Шрифт:
Интервал:
Закладка:
Да и как ей было догадаться о падении Жермини, о ее ужасной тайне? Несчастная могла непереносимо страдать, могла безудержно пьянствовать, но нечеловеческим усилием воли она все скрывала, все хранила в глубине сердца. Невзирая на свою страстную, несдержанную натуру, для которой откровенность была так естественна, Жермини не обронила ни одной фразы, ни одного слова, которые пролили бы хоть немного света, хоть луч на изнанку ее жизни.
Похмелья, унижения, печали, самопожертвование, смерть дочери, измена любовника, терзания ревности — все оставалось в ней немым и безгласным, словно она обеими руками прикрывала свое сердце. Редкие минуты слабости, когда она как бы вступала в единоборство с подступавшим к горлу горем, лихорадочные, безумные ласки, расточаемые хозяйке, внезапные взрывы нежности, которые, казалось, предшествовали признанию, всегда кончались спасительными молчаливыми слезами.
Даже болезнь, которая ослабляет тело и нервы, не смогла вырвать у нее ни слова. Правда, иной раз героическая воля изменяла Жермини. С ней случались истерики, и тогда она кричала, — но только кричала. В молодости она часто разговаривала во сне. Теперь она принудила свои сновидения к безмолвию, сомкнула им уста. Чтобы мадемуазель не догадалась обо всем по ее дыханию, она стала есть лук и чеснок, отбивая их зловонием запах перегара. Даже когда она была пьяна, когда находилась в хмельном оцепенении, стоило прозвучать шагам мадемуазель, как она просыпалась. Она все время была начеку.

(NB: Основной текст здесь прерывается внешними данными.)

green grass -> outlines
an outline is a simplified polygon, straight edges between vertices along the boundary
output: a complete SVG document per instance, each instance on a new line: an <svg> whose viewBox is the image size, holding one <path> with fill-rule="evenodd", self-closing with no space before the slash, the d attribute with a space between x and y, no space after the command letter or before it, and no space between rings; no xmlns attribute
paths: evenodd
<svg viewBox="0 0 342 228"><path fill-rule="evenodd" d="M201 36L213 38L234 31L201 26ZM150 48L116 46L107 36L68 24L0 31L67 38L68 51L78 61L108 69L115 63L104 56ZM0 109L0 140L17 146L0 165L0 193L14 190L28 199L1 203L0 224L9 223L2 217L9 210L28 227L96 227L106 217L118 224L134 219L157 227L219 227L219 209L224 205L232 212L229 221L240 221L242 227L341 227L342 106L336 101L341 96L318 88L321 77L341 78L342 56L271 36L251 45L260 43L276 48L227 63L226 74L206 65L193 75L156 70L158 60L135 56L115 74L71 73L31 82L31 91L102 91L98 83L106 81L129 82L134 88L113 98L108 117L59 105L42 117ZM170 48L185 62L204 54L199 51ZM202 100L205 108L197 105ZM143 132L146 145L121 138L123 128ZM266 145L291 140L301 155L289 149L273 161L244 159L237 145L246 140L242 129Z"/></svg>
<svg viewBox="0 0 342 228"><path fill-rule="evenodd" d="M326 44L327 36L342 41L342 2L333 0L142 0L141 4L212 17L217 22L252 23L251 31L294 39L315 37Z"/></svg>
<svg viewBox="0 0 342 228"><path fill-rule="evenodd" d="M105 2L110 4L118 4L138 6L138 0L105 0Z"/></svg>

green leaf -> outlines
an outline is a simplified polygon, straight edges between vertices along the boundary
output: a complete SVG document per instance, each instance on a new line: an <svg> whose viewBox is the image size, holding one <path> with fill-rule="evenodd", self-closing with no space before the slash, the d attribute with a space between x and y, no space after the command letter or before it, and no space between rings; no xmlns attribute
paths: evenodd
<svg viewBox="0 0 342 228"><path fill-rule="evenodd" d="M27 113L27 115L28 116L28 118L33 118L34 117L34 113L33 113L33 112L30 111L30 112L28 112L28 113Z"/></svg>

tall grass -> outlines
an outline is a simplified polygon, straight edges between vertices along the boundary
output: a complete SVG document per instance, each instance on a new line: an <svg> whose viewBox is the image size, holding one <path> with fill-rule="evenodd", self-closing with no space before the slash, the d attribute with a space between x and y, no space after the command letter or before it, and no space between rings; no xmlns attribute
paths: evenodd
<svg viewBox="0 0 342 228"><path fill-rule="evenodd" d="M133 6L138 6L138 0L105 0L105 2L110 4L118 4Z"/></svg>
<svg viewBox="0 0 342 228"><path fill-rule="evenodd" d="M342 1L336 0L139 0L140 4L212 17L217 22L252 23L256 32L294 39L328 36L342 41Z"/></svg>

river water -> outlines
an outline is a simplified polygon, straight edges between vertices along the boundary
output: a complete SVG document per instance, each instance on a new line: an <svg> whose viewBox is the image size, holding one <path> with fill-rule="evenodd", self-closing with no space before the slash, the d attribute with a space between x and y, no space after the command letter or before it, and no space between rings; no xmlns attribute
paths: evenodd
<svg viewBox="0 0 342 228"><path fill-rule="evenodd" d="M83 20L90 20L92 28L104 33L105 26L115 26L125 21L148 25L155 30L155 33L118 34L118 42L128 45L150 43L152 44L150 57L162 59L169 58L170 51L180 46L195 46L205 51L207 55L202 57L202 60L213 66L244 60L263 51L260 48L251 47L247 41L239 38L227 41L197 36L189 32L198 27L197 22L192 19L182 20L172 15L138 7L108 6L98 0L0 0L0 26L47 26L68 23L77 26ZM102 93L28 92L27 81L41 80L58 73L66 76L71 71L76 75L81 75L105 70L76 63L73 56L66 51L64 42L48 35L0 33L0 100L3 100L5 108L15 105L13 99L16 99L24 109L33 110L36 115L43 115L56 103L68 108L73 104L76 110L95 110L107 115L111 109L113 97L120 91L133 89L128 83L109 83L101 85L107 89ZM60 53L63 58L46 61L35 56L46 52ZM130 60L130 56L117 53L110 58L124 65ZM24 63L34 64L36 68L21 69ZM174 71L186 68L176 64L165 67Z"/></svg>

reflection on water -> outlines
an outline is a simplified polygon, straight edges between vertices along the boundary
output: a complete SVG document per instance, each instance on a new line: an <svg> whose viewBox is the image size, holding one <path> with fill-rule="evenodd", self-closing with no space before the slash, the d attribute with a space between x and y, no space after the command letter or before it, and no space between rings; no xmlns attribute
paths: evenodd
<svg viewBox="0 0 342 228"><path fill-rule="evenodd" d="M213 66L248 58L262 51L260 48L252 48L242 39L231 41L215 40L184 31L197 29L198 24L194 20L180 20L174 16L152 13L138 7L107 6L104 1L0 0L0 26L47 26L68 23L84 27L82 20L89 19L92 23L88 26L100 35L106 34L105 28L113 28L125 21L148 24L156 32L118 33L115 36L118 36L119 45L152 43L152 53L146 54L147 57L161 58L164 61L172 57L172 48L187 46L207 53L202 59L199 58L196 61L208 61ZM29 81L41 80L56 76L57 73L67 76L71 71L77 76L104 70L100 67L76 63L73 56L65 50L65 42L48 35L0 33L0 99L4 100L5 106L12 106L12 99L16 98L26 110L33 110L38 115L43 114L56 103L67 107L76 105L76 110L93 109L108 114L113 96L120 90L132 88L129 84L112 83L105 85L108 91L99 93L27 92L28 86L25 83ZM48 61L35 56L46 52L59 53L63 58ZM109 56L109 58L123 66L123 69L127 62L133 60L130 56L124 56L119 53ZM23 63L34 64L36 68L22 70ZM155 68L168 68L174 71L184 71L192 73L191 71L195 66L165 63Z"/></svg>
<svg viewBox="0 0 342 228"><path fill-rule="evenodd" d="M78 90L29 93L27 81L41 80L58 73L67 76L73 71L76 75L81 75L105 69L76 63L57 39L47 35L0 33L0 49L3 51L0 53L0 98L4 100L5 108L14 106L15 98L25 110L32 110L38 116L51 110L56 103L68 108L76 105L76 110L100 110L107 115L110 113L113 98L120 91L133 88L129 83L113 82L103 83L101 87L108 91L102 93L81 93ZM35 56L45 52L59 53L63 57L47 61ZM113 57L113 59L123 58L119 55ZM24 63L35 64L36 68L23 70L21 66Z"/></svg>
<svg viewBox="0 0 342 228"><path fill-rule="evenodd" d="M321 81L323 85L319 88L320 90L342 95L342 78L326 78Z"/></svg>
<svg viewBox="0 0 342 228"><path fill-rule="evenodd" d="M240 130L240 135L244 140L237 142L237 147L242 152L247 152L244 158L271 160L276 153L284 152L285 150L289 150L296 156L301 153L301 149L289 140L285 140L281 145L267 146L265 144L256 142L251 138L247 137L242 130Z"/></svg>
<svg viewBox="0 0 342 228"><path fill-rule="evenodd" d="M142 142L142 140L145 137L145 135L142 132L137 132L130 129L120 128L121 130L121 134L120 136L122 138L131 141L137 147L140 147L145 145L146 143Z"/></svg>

Жермини вела два существования. В ней как бы жили две женщины, и, благодаря силе характера, благодаря хитрости, женской дипломатии и хладнокровию, не покидавшему ее даже в минуты опьянения, она смогла разделить эти существования, вести их, ни на секунду не смешивая, не сливать воедино таившихся в ней женщин, смогла остаться для мадемуазель де Варандейль такой же честной и рассудительной, какой была когда-то, приходить с попоек незапятнанной, возвращаться от любовника с видом целомудренной старой девы, негодующей на испорченность других служанок. Ни речь ее, ни манеры не наводили на мысль о той истинной жизни, которую она вела. Ничто в ней не говорило о ее ночах. Едва вступив на циновку, лежавшую у дверей мадемуазель де Варандейль, подходя к своей хозяйке, стоя перед ней, она начинала говорить, двигаться, даже расправлять складки платья так, что никому в голову не пришло бы заподозрить ее в близости с мужчиной. Она обо всем рассуждала свободно, как женщина, у которой нет поводов для стыда, была строга к провинностям и грехам ближних, словно сама не ведала порока, спокойно, весело, бесстрастно шутила вместе с мадемуазель над любовью; слушая ее, казалось, что она говорит о старинной знакомой, с которой давно рассталась. Для всех, кто видел ее только дома и такой, какая она была с мадемуазель де Варандейль, тридцатипятилетняя Жермини представлялась окутанной атмосферой какой-то особой чистоты, суровой и непререкаемой честности, присущей старым служанкам и некрасивым женщинам.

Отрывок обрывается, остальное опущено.